June 26, 2018
Baby delivered in front seat of Honda van
Magdalene Marie Freels sure knows how to make an entrance.
The 8-pound 7-ounce baby girl arrived Friday just before 5:30 p.m. in the front seat of her parents’ 2014 Honda Odyssey van as they rushed to Owensboro Health Regional Hospital.
Luckily, her dad is Lt. Larry Freels of the Owensboro Fire Department.
Magdalene’s mom? She’s Superwoman, he said.
Superwoman Stacey Freels, that is.
“It was surreal,” Larry Freels said. “It was like something you think about in the back of your mind, but you think it will never happen to you.”

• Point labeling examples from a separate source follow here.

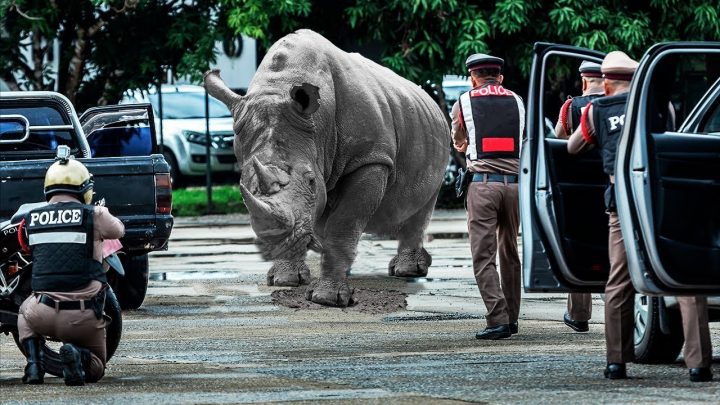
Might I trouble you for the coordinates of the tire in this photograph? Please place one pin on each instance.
(175, 176)
(113, 333)
(652, 346)
(132, 288)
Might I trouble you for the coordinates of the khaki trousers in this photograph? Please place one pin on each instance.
(619, 311)
(80, 327)
(580, 306)
(493, 223)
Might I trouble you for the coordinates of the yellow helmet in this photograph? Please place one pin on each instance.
(71, 177)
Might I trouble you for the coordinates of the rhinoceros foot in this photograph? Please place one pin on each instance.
(410, 263)
(329, 292)
(288, 273)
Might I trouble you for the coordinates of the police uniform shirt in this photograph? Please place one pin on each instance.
(497, 165)
(105, 226)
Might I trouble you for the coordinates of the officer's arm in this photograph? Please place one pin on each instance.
(107, 225)
(583, 139)
(459, 135)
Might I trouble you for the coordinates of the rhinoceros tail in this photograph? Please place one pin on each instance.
(216, 87)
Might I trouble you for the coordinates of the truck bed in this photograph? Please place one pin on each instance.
(126, 183)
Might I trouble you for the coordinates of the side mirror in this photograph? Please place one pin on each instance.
(14, 129)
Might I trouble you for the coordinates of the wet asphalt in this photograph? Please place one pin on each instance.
(209, 332)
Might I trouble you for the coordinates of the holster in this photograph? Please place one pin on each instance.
(462, 182)
(98, 303)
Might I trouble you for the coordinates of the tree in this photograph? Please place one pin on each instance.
(424, 39)
(105, 46)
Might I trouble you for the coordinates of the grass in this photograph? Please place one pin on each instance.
(189, 202)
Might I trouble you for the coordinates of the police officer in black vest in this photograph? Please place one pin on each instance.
(579, 305)
(601, 125)
(68, 281)
(487, 125)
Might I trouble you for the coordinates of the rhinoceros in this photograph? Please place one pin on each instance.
(331, 145)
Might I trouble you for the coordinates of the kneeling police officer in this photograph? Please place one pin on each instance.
(68, 282)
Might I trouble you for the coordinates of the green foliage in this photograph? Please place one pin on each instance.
(190, 202)
(424, 39)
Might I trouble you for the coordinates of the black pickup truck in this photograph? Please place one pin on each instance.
(118, 146)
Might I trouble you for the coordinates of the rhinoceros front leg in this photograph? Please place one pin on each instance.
(358, 197)
(412, 260)
(288, 273)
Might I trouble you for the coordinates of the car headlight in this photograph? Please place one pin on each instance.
(195, 137)
(200, 138)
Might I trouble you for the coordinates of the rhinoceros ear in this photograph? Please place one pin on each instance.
(306, 98)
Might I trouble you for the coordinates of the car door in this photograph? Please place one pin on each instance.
(668, 180)
(564, 225)
(120, 130)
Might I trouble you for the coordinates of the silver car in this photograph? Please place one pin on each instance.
(183, 123)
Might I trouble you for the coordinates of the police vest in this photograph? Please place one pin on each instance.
(609, 118)
(494, 118)
(573, 108)
(60, 237)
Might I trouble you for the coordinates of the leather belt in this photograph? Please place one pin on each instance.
(495, 178)
(62, 305)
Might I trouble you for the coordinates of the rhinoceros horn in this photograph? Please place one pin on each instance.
(266, 220)
(217, 88)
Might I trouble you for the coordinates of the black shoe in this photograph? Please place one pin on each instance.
(35, 369)
(616, 371)
(73, 368)
(700, 374)
(496, 332)
(577, 326)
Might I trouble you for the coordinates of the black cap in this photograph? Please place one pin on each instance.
(590, 69)
(483, 61)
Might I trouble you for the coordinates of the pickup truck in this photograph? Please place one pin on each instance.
(118, 146)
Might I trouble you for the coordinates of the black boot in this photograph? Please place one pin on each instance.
(616, 371)
(75, 363)
(34, 370)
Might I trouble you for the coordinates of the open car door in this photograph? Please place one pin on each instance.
(120, 130)
(561, 195)
(668, 179)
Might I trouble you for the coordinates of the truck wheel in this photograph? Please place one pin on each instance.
(652, 346)
(132, 288)
(175, 175)
(113, 333)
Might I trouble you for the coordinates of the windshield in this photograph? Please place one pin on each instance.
(189, 105)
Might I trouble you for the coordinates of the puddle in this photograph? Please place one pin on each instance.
(365, 300)
(438, 317)
(193, 275)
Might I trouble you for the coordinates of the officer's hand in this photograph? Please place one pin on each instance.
(462, 147)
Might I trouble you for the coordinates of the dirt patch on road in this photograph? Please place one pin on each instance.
(365, 300)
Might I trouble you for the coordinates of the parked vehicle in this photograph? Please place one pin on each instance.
(119, 150)
(667, 189)
(15, 278)
(184, 134)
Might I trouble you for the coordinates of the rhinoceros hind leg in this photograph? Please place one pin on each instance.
(288, 273)
(336, 293)
(410, 263)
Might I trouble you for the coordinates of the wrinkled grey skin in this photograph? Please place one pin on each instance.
(332, 145)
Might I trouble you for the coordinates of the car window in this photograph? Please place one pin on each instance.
(679, 81)
(186, 105)
(42, 141)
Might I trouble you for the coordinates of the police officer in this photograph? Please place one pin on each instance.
(487, 123)
(601, 125)
(65, 240)
(579, 305)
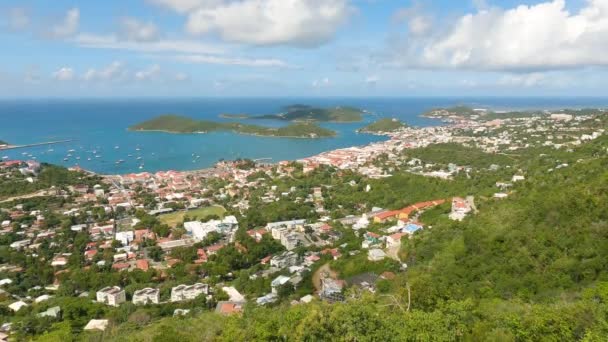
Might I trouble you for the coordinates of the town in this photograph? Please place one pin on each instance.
(242, 233)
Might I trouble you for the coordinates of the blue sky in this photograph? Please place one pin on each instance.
(129, 48)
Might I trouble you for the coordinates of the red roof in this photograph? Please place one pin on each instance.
(143, 264)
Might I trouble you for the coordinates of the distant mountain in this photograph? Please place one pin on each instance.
(383, 125)
(299, 112)
(181, 124)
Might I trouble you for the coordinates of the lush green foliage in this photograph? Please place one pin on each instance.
(180, 124)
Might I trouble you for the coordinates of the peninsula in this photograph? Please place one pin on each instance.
(183, 125)
(385, 125)
(305, 113)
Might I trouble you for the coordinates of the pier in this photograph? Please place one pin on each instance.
(14, 147)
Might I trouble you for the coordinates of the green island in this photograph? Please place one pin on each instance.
(383, 126)
(181, 124)
(234, 116)
(305, 113)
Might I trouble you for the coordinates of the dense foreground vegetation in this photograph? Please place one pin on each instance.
(532, 267)
(180, 124)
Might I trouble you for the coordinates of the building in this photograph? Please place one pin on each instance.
(376, 255)
(111, 295)
(96, 324)
(146, 296)
(188, 292)
(394, 240)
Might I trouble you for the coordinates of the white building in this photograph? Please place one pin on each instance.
(146, 296)
(111, 295)
(188, 292)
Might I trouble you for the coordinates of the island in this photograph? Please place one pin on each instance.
(181, 124)
(234, 116)
(385, 125)
(305, 113)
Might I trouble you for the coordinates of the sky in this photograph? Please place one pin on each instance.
(281, 48)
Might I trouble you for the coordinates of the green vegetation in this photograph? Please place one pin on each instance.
(234, 116)
(308, 113)
(460, 155)
(383, 125)
(173, 219)
(180, 124)
(49, 176)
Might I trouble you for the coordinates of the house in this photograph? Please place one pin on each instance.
(146, 296)
(460, 209)
(331, 289)
(111, 295)
(51, 312)
(267, 299)
(229, 307)
(277, 282)
(188, 292)
(16, 306)
(376, 255)
(394, 240)
(97, 324)
(234, 294)
(284, 259)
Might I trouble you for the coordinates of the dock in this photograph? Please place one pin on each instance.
(14, 147)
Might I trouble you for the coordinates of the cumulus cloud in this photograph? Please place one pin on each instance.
(63, 74)
(151, 73)
(250, 62)
(321, 83)
(115, 43)
(68, 26)
(18, 19)
(265, 22)
(544, 36)
(139, 31)
(113, 72)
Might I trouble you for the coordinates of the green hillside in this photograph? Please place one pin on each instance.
(180, 124)
(309, 113)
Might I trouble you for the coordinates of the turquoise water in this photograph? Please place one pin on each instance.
(99, 128)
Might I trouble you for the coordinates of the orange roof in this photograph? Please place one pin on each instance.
(143, 264)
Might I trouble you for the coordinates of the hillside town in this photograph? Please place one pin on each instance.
(174, 238)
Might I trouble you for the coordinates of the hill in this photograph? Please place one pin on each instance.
(181, 124)
(309, 113)
(383, 126)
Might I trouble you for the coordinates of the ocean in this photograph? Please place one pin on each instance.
(98, 128)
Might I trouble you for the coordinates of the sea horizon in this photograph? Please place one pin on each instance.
(98, 127)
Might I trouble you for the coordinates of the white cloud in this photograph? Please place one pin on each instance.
(181, 77)
(265, 22)
(183, 6)
(115, 43)
(136, 30)
(321, 83)
(372, 79)
(68, 26)
(526, 38)
(18, 19)
(148, 74)
(64, 74)
(250, 62)
(113, 72)
(417, 21)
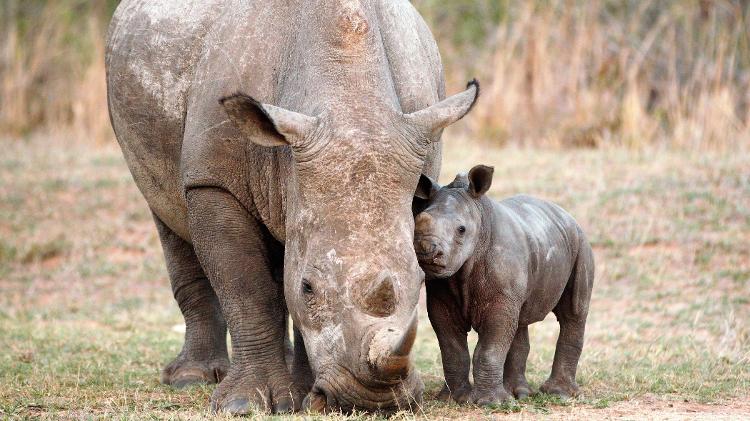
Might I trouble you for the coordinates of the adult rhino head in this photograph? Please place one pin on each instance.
(351, 277)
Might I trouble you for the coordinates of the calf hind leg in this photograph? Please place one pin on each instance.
(562, 381)
(204, 357)
(571, 313)
(514, 372)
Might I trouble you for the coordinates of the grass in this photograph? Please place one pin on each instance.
(87, 319)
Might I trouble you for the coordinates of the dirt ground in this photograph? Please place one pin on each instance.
(87, 319)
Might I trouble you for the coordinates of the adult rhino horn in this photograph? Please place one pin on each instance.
(389, 350)
(447, 111)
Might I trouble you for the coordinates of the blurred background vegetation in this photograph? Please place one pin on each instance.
(570, 73)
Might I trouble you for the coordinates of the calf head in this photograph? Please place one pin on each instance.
(449, 224)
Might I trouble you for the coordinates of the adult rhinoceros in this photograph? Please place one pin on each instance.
(310, 171)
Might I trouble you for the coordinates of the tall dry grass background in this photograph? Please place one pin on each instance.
(555, 72)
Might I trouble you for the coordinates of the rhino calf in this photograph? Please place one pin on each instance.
(497, 267)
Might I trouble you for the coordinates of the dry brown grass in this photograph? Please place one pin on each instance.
(558, 72)
(589, 73)
(52, 68)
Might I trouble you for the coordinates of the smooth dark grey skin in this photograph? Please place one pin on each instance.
(498, 267)
(292, 197)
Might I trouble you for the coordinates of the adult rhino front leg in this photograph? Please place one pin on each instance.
(233, 250)
(203, 358)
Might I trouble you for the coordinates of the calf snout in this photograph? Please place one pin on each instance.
(430, 252)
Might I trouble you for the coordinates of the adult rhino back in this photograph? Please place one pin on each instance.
(310, 169)
(152, 51)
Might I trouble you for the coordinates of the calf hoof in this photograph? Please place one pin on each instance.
(461, 394)
(521, 392)
(563, 390)
(182, 373)
(492, 397)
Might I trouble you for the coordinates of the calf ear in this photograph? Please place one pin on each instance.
(480, 180)
(426, 188)
(267, 125)
(447, 111)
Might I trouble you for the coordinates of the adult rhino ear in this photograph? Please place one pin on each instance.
(447, 111)
(480, 180)
(265, 124)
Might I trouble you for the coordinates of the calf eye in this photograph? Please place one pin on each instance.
(306, 287)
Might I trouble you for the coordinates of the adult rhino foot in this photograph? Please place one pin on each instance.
(183, 372)
(247, 393)
(461, 394)
(520, 388)
(561, 388)
(491, 396)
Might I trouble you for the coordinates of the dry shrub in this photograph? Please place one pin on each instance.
(589, 73)
(554, 72)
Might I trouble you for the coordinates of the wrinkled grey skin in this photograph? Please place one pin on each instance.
(498, 267)
(307, 175)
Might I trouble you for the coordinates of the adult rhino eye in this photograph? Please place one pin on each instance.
(306, 287)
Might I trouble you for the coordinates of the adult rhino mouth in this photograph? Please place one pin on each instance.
(337, 389)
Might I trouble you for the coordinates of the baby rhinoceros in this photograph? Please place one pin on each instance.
(497, 267)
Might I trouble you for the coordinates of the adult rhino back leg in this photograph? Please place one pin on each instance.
(203, 358)
(571, 312)
(235, 250)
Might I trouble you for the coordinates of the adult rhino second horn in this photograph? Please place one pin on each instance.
(389, 350)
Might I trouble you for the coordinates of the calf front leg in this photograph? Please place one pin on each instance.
(451, 329)
(496, 334)
(233, 249)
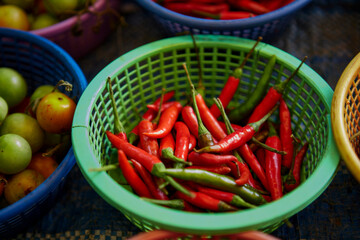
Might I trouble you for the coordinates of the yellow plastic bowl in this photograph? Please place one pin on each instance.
(345, 116)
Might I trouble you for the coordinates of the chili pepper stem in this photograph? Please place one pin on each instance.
(263, 145)
(201, 87)
(118, 127)
(256, 125)
(104, 168)
(203, 132)
(168, 154)
(281, 86)
(173, 203)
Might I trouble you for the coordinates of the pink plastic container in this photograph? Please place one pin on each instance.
(79, 43)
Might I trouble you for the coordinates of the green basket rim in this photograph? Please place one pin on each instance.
(201, 223)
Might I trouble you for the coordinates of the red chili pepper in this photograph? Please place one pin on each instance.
(253, 163)
(189, 117)
(259, 136)
(187, 8)
(249, 5)
(209, 159)
(131, 176)
(166, 122)
(271, 98)
(224, 15)
(179, 204)
(150, 114)
(233, 125)
(273, 4)
(237, 138)
(204, 201)
(296, 169)
(197, 1)
(244, 175)
(218, 181)
(221, 169)
(167, 149)
(286, 134)
(273, 164)
(228, 197)
(149, 161)
(209, 120)
(182, 140)
(260, 155)
(149, 181)
(192, 143)
(148, 144)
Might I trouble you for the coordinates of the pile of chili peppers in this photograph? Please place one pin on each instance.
(201, 159)
(223, 9)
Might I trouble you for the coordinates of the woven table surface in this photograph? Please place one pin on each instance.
(327, 31)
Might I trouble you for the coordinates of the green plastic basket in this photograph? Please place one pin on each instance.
(138, 77)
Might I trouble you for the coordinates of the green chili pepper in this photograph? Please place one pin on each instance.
(238, 114)
(217, 181)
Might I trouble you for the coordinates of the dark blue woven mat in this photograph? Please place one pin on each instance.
(325, 31)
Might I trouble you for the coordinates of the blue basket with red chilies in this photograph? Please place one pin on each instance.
(268, 25)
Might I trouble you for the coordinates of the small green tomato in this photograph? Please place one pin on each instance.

After 13 years as a firefighter, he had never delivered a baby. He watched once as another firefighter delivered one, but Magdalene was his first.
“It’s like straight out of a movie,” Stacey Freels said. “I would never think that would happen to me.”
Magdalene was supposed to arrive Thursday. She decided to come one day later — with a whole lot of drama.
“I kept praying (Magdalene) would come soon because I am going to be the maid of honor at my best friend’s wedding on the Fourth of July,” Stacey Freels said.
Prayers answered.
Magdalene joins her siblings, Caleb, 8, Ella Grace, 7, and Lucas, 3.
With the other three children, Stacey Freels endured 10 hours and more of labor, so she never expected Magdalene’s hurried approach.
“She wasn’t going to wait,” said grandma Shirley Freels of Owensboro. “You can’t tell me God’s plan wasn’t on this whole thing.”
At 4:30 p.m. Friday, Superwoman — er, Stacey Freels — took a bath. At that time, her contractions were still 10 minutes apart, but she texted her mom that she believed they were the “real thing.”
Her water broke as she and her husband put their three kids in the van to head for grandma Shirley Freels’ home in Trinity Hills.
After leaving grandma’s house, the Freelses drove only a block or two when Stacey Freels said, “Larry, I feel the head coming.”
Larry Freels didn’t want to believe it. He told her it was just contractions. “I told her, ‘Don’t push! Don’t push!’ “
He stopped the car and ran around to her side to take a look for himself. Sure enough, Magdalene wasn’t waiting for anyone, so Larry Freels called 911.
As soon as the baby was born, he saw “my brothers (OFD firefighters from Station II) coming down the road.”
They had no idea the call was for one of their own. They only knew a baby was being born in a car.
Firefighter Ted Johnston clamped Magdalene’s umbilical cord and gave Larry Freels the honor of snipping it.
“It was very rewarding,” Johnston said of the medical run.
For the most part, firefighters respond to tragedies — vehicle accidents, medical calls and burning homes. Magdalene’s birth was a welcome change of pace, he said.
For Larry Freels, it was the first time he’d been on the other end of an emergency. He and his wife are grateful for the care they received from OFD and the ambulance crew.
“At the moment (of Magdalene’s birth), it was really kinda scary,” he said. “But everything turned out awesome. It was something else. God was there.”